It’s hard for a czar to get attention these days. If you listen to the conservative political media, at one point there were at least 32 in the Obama administration. That count may be a teeny bit high, but there are enough random, high-ranking officials running around the executive branch that the most significant events of their tenure may be their coronations and their departures. When Victoria Espinel, the White House’s first-ever “copyright czar,” left her position last week after four years, she earned the greatest concentration of attention from reporters across tech, entertainment, and political beats since she started the job.
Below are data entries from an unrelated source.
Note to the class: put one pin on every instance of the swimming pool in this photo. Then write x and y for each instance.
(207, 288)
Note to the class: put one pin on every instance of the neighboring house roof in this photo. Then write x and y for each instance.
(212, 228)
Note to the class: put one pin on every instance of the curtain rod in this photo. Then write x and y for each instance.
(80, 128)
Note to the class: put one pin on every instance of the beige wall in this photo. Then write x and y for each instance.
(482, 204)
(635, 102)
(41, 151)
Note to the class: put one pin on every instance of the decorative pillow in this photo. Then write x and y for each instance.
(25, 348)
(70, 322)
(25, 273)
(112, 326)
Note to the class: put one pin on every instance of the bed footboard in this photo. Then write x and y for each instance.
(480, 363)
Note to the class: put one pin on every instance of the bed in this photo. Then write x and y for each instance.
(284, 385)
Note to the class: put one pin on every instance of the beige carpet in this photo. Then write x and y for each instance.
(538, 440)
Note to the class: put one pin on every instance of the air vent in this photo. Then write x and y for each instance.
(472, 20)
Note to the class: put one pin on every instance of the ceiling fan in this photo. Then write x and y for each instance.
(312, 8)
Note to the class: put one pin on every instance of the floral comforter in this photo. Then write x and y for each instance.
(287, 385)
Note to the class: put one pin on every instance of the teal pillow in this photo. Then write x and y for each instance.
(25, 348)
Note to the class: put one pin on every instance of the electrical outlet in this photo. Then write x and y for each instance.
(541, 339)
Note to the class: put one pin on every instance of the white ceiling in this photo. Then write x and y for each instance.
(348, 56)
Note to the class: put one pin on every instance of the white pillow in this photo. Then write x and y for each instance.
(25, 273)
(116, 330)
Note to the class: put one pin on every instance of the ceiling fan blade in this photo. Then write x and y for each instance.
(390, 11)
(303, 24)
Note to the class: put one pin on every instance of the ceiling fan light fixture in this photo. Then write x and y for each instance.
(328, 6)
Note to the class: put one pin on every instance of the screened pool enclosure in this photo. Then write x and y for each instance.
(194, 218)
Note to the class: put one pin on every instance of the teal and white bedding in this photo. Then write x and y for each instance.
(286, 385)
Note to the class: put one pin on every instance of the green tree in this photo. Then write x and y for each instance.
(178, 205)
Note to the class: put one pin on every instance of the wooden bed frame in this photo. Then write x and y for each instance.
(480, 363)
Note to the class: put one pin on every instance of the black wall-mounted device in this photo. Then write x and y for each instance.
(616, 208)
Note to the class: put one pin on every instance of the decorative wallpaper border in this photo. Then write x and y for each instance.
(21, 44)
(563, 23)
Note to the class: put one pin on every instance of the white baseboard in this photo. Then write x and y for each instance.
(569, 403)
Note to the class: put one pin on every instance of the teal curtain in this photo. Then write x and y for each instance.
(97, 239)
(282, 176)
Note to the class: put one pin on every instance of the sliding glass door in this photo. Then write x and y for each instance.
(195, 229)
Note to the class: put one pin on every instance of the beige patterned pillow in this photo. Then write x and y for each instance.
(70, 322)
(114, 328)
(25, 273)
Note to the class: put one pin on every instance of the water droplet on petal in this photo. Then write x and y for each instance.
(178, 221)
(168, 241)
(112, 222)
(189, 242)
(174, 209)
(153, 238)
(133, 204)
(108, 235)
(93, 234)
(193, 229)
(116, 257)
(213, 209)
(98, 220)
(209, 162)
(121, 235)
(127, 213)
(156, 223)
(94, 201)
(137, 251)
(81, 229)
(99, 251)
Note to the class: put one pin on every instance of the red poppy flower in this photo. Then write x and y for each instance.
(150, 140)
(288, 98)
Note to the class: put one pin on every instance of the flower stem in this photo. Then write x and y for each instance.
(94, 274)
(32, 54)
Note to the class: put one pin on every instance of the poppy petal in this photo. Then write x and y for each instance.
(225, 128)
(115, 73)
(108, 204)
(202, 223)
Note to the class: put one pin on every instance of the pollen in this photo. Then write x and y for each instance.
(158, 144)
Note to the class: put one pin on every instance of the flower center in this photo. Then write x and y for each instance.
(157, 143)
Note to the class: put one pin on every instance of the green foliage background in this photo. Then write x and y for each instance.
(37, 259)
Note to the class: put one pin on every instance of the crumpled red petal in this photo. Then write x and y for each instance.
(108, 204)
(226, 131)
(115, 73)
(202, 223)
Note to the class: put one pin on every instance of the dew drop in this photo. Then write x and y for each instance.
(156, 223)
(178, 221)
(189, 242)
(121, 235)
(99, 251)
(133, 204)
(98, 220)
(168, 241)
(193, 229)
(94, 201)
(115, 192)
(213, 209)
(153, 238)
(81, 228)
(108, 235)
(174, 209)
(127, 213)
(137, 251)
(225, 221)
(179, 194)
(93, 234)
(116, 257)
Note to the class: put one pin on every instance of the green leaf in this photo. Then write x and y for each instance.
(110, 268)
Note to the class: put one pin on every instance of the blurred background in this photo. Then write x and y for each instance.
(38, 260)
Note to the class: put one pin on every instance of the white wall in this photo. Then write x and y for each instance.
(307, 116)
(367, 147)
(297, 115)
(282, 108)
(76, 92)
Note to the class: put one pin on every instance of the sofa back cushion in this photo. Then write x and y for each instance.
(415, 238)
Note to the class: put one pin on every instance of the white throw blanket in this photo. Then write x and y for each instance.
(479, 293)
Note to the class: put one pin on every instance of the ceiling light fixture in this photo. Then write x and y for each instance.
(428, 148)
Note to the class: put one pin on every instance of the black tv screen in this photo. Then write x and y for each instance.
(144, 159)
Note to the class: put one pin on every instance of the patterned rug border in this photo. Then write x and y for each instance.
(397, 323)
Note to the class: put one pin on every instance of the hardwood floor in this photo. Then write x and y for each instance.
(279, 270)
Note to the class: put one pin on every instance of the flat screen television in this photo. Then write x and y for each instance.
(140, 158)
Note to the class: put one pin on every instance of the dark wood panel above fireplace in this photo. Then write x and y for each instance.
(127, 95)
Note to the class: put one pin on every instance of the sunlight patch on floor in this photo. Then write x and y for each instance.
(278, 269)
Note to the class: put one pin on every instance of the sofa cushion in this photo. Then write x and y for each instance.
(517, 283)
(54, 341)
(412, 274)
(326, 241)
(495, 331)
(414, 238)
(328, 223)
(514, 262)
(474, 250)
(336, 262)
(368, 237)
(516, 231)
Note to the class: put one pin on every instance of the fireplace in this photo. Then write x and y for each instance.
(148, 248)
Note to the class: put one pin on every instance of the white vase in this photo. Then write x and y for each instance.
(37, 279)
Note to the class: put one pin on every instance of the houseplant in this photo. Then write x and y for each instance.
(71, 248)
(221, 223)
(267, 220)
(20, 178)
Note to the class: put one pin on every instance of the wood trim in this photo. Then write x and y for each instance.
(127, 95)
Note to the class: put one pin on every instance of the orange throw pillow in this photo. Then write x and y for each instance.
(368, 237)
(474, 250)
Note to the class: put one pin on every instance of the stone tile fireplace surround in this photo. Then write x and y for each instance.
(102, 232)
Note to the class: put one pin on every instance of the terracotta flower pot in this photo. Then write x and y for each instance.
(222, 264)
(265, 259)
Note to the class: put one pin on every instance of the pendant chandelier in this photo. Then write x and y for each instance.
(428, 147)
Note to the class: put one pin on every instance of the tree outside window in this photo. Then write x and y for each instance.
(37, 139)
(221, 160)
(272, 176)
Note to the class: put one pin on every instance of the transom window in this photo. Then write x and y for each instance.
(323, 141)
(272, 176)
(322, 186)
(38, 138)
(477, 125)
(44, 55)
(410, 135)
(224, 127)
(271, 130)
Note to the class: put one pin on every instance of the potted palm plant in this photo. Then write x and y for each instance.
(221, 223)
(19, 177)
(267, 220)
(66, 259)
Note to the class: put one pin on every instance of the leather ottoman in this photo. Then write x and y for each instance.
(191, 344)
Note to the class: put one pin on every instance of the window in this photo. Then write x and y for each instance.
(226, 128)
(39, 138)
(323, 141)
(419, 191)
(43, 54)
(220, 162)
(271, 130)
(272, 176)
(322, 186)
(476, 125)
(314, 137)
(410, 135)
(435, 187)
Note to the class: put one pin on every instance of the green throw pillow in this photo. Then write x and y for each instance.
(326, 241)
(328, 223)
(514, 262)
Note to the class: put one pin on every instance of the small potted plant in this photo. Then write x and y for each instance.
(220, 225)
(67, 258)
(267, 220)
From the beginning of her tenure, reporters weren’t quite sure what to make of her role. Congress required its creation in a 2008 intellectual property bill, and neither the Bush nor the Obama administrations seemed thrilled about the order—President Bush opposed creating the position, and the Obama administration wasn’t quite sure under which administrative structure their new IP czar should live. When President Obama chose Espinel for the job, she was widely seen as a choice that industry groups like the Recording Industry Association of America, the Motion Picture Association of America, and the Chamber of Commerce would approve of, although Wired reported at the time that the “copyleft” was “applauding the presidential appointment,” as well, citing praise from the digital rights group Public Knowledge. That was perhaps an optimistic way of describing Espinel’s reception on that side of the copyright divide: “It’s looking like—just as was initially feared—this position is really to get Hollywood’s own representative in the White House,” Techdirt’s Mike Masnick wrote.
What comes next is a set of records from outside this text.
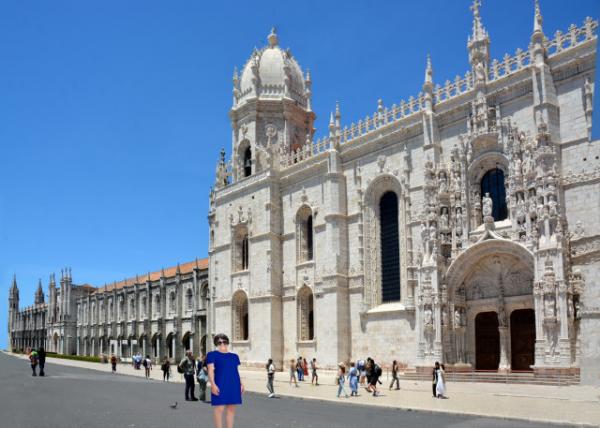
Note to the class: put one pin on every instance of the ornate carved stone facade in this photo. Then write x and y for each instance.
(159, 314)
(494, 220)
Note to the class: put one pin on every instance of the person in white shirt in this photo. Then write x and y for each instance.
(270, 377)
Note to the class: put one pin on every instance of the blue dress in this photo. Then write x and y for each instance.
(227, 378)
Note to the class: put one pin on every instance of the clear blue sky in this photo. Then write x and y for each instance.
(112, 113)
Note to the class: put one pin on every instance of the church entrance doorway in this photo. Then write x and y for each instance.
(522, 339)
(487, 341)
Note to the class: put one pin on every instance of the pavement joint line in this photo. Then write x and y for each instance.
(101, 367)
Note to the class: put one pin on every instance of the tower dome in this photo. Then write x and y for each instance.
(272, 73)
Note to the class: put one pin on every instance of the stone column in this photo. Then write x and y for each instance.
(504, 365)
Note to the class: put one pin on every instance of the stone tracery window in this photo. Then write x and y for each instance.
(306, 323)
(390, 247)
(172, 301)
(304, 234)
(240, 316)
(241, 249)
(189, 299)
(493, 183)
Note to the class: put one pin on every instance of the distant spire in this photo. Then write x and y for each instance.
(537, 20)
(428, 71)
(273, 39)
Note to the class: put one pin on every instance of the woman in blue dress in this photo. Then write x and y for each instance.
(225, 385)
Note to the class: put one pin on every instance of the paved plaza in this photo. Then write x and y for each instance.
(73, 395)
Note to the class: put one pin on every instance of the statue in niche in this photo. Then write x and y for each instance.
(549, 309)
(552, 205)
(487, 205)
(444, 218)
(428, 317)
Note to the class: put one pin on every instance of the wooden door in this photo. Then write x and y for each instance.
(487, 341)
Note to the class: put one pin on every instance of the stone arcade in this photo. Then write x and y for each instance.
(461, 225)
(160, 314)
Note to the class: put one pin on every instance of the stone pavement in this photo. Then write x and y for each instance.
(579, 405)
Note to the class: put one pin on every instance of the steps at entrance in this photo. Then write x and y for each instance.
(495, 377)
One of the most widely covered stories of Espinel’s tenure was also about her work with movie and music industry groups. In 2010, Wired reported on emails obtained by Christopher Soghoian, an ACLU fellow focused on privacy, that showed how Espinel had been working with industry groups and Internet service providers to craft an agreement on the copyright alert system, which would punish Internet users for pirating. The emails, Wired wrote, “show the administration’s cozy relationship with Hollywood and the music industry’s lobbying arms and its early support for the copyright-violation crackdown system.” Publications like the Hollywood Reporter also followed Soghoian’s efforts to find out more about how the copyright alert system was created and how involved Espinel was.
The DC media was less interested in the copyright alert system—and less interested in Espinel. Politico covered some of her work on counterfeit drugs and dutifully noted when annual IP enforcement reports came out of her office. The Washington Post gave a nod to her work on protecting trade secrets—business, rather than entertainment, IP. She played a small but notable role in the coverage of the 2012 debate over laws proposed to police online content sharing—the Stop Online Piracy Act and the PROTECT IP Act—by co-authoring the administration’s response to an online petition asking the president to veto SOPA. It fit with her usual approach to these issues—try to walk the line between two sides sniping at each other. Any legislation, she wrote , along with two other administration officials “should reflect a wide range of stakeholders, including everyone from content creators to the engineers that build and maintain the infrastructure of the Internet.” While Variety reported that the response “took issue with some of the bill’s provisions,” Ars Technica thought it bigger news, reporting that the administration had “joined the ranks of skeptics of the Stop Online Piracy Act.”
Glenn Beck might argue that this scanty media coverage is evidence of government bloat—here we have a government official who, over four years in the administration, did little to make the news besides release lengthy and thorough reports at regular intervals. But it’s more likely evidence that Espinel skillfully handled the position she was hired into, a job that made her vulnerable to criticisms of pro-industry bias.
One detail that the media noted over time about Espinel was that she was a good listener. She made an effort to canvas groups and voices across the copyright world, including the reporters who cover her issues. Wired noted at one point that she had “reached out to Wired late Monday to explain that Uncle Sam is seeking the public’s input for ideas on how to combat intellectual property theft” and gamely offered its own list. A better indication of her approach, though, comes from TechDirt’s Masnick, who wrote that Espinel had “been kind enough to personally reach out to us multiple times since taking on the job” and that “while I do not always agree with Espinel or the administration in how it handles these things, I have found them to be very open to actually listening to concerns from people…Espinel, at the very least, is actually interested in opposing viewpoints and the more detailed, thoughtful arguments she hears, the better.”
If her goal was to prove that she was not “Hollywood’s own representative,” she succeeded: By the time she left last week, Deadline Hollywood had been reporting how “MPAA chafed over what it considers the White House’s limited effort to reduce ad sales to web pirates”—a policy Espinel oversaw.
Disclosure: CJR has received funding from the Motion Picture Association of America (MPAA) to cover intellectual-property issues, but the organization has no influence on the content.